Shelter animals deserve a good homePublished 11:00pm Thursday, January 31, 2013
The alarm was blaring Thursday morning. I groaned.
But as I rolled to the side to hit the snooze button, there was a little black nose peeking over the edge of the bed that made me smile. My hand found the head attached to the nose and rubbed the soft fur between my dog’s ears.
Ajax has lived with us for just more than a year. When we adopted him, he was about two days shy of being put down in the Troy City pound.
My husband was away on a trip with the university football team and I was volunteering at a Pike Animal Shelter Coalition adoption event when I met Ajax, who at that time didn’t have a name.
His former family had moved away and left him and a female dog behind to fend for themselves. Neighbors reported the homeless dogs to the police and shortly after, the female was adopted.
We had two cats, but no dog, and had spoken about opening our home to a cuddly pooch. When I saw Ajax’s nose poke out from the back of a Troy Police K-9 transport, I knew he belonged with us. I walked him on a leash and sent picture texts of him to my husband for his nod of approval.
Now, two years later, I know that nose that now peeks over the bed in the mornings was meant to live at our home.
Ajax was a pound puppy, albeit he was probably about 4 years old when we adopted him. But just because he came from the pound doesn’t mean he didn’t deserve a home.

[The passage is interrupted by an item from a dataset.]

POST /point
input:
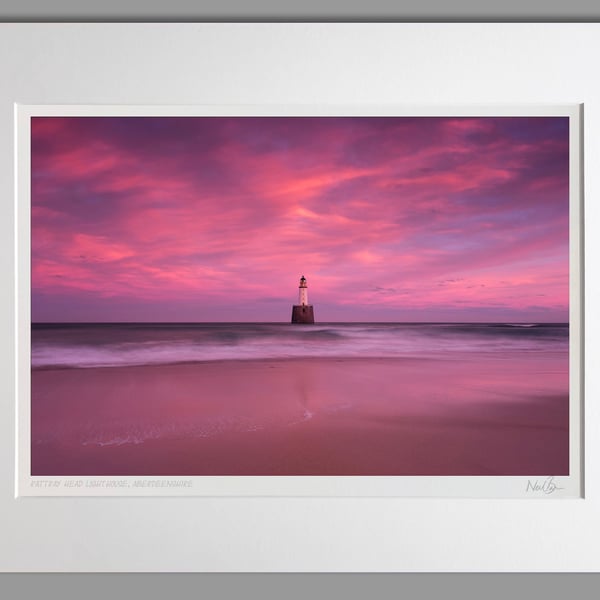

He’s humble, well-behaved, grateful, loving, happy, fiercely loyal and is even a little afraid of our cats. He is a perfect member of the family.
The Humane Society of the United States estimates that six to eight million dogs and cats enter shelters each year and three to four million are euthanized.
That’s a staggering number of homeless animals and if you have room in your heart and home to take an animal in, please adopt, rather than purchase from breeders.
I know that sometimes people have their minds set on a specific type of dog or cat, and that’s OK. More than 25 percent of all shelter animals are purebred. There are also rescue groups for specific breeds that are easy to find online.
Ajax is a German shepherd who came from the most unlikely of places, the Troy City pound. You can find your perfect match, too, at a local shelter.
Every morning when Ajax’s nose greets me, I’m glad we did.